I somehow managed to read an incredible eighteen books last month, so I’ll go ahead and get to the recaps…
43. Money Can Buy Happiness: How to Spend to Get the Life You Want by MP Dunleavy (2/5). I’m not sure why I bother reading personal finance books anymore. I’ve read so many at this point that even the good ones often seem lackluster, simply by virtue of containing the same information I’ve read many times before. Leaving aside my own knowledge of personal finance, this book was just okay. Read Your Money or Your Life instead.
44. A Gesture Life by Chang-rae Lee (3/5). Lee’s prose is beautiful. But I didn’t enjoy A Gesture Life. I found it compelling enough, but I think that’s only because I was so horrified by the ribboning storyline that I couldn’t look away. The novel contrasts the present life of the narrator, Doc Hata, with his past as a Japanese soldier during WWII—and his experience with “comfort women” during the war. Aside from being incredibly triggering for me as a rape survivor (and I’m not normally triggered by books), I found the novel’s tone very strange. Hata’s certainly an unreliable narrator, but I felt like I was supposed to identify with him in some way, and I just couldn’t.
45. Transformations by Anne Sexton (5/5). Grimm’s fairy tales + Anne Sexton’s dark humor. Count me in.
47. To Kill a Mockingbird by Harper Lee (5/5). This was my 9th or 10th read of this book, and it truly does get better every time. For me, summer doesn’t truly start until I read TKAM again.
48. The Member of the Wedding by Carson McCullers (4/5). I liked this book, but I didn’t love it. It was just missing a little something for me. I did really appreciate how McCullers created such a lively story around what, really, was a small occurrence.
49. Torch by Cheryl Strayed (5/5). This novel has been on my to-read list for months now, and I loved it. It wasn’t the best book I’ve read in my life, but it was solidly wonderful. Her memoir Wild has just been shipped to my library branch for me to pick up, and I’m thrilled!
50. March by Geraldine Brooks (5/5). Love, love, love. Brooks is a fabulously talented writer, and I found March was both simple and earth-shattering. One of my favorite literary questions is, “How well do you really know the person you love?” and while this wasn’t necessarily the heart of March, it was explored deeply.
51. Extravagaria by Pablo Neruda (5/5). It’s Neruda. And fabulous.
52. Scout, Atticus, and Boo: A Celebration of To Kill a Mockingbird by Mary McDonagh Murphy (3/5). I spotted this while browsing in Barnes & Noble and decided to check it out of the library. It’s a discussion of TKAM’s effect on America, as well as writers talking about TKAM. Interesting, but it could be half as long–many of the author comments were repeated in Murphy’s narrative.
53. Behind My Eyes by Li-Young Lee (3/5). In my opinion, this is the weakest of Lee’s poetry collections.

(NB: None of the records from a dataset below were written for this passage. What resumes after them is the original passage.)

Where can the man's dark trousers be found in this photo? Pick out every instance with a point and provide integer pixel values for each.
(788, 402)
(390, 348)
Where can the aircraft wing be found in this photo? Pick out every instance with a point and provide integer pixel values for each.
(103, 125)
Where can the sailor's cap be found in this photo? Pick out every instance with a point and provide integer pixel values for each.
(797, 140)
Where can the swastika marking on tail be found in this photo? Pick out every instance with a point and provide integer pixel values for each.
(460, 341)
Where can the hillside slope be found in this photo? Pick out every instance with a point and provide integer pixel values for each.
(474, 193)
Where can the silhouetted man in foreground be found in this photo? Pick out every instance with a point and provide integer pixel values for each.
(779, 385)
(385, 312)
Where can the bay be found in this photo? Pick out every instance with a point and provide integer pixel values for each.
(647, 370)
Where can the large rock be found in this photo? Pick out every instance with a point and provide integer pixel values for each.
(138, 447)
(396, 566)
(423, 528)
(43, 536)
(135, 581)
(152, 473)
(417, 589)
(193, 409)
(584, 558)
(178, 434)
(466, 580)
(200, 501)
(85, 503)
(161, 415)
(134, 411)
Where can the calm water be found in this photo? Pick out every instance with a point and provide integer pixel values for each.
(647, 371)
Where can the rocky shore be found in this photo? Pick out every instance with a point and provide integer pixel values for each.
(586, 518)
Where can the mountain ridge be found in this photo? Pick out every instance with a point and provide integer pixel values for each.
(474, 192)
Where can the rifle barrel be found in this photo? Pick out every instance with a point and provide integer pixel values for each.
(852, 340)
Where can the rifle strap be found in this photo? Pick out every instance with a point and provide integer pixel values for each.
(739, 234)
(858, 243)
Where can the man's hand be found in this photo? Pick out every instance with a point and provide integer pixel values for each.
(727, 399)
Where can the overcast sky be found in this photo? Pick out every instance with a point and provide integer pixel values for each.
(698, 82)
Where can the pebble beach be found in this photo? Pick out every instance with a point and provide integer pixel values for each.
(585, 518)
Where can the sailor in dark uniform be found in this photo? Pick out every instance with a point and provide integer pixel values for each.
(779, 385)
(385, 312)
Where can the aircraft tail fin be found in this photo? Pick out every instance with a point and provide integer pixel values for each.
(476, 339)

I’m not much for existential poetry, and I found my eyes glazing over while reading some of these poems.
54. Touch Magic: Fantasy, Faerie & Folklore in the Literature of Childhood by Jane Yolen (3/5). Meh. This book argues for the preservation of fairy tales in the childhood literary canon (something I’m a huge proponent of!) but I found this book dull and not very compelling. I wanted to love it, but it was just “fine.”
55. Delusions of Gender: How Our Minds, Society, and Neurosexism Create Difference by Cordelia Fine (5/5). As a former women’s studies major, I’ve read a lot of books on this subject. This one outstrips them all. Fine effectively debunks many of the “scientific” claims about the differences between male and female brains. The last section is about gender and childhood, and may be the best argument against childhood gender socialization that I’ve ever seen. Read this book.
56. One Secret Thing by Sharon Olds (4/5). I stumbled upon this book in Barnes & Noble and promptly checked it out of the library. Olds has a wonderful writing style, lyrical and honest.
57. The Unswept Room by Sharon Olds (4.5/5). Even better than the last.
58. Midnight in Peking: How the Murder of a Young Englishwoman Haunted the Last Days of Old China by Paul French (5/5). I heard about this book on NPR months ago and it finally arrived for me at the library. Part true crime, part history lesson, I was riveted by the first chapter. In fact, I even eschewed a nap in order to finish it. High praise!
59. The Accidental Feminist: How Elizabeth Taylor Raised Our Consciousness and We Were Too Distracted By Her Beauty to Notice by M.G. Lord (3.5/5). This was a solidly interesting little book about the feminist content of Elizabeth Taylor’s films.
60. Little Women by Louisa May Alcott (4.5/5). Reading March made me want to read Little Women, which I haven’t looked at since I was very young (and wasn’t terribly fond of it then). Well, suffice it to say that I missed a lot as a teenager. Little Women is wonderful, though the second section drags on a bit in parts, and I’m still bitter about Laurie and Jo.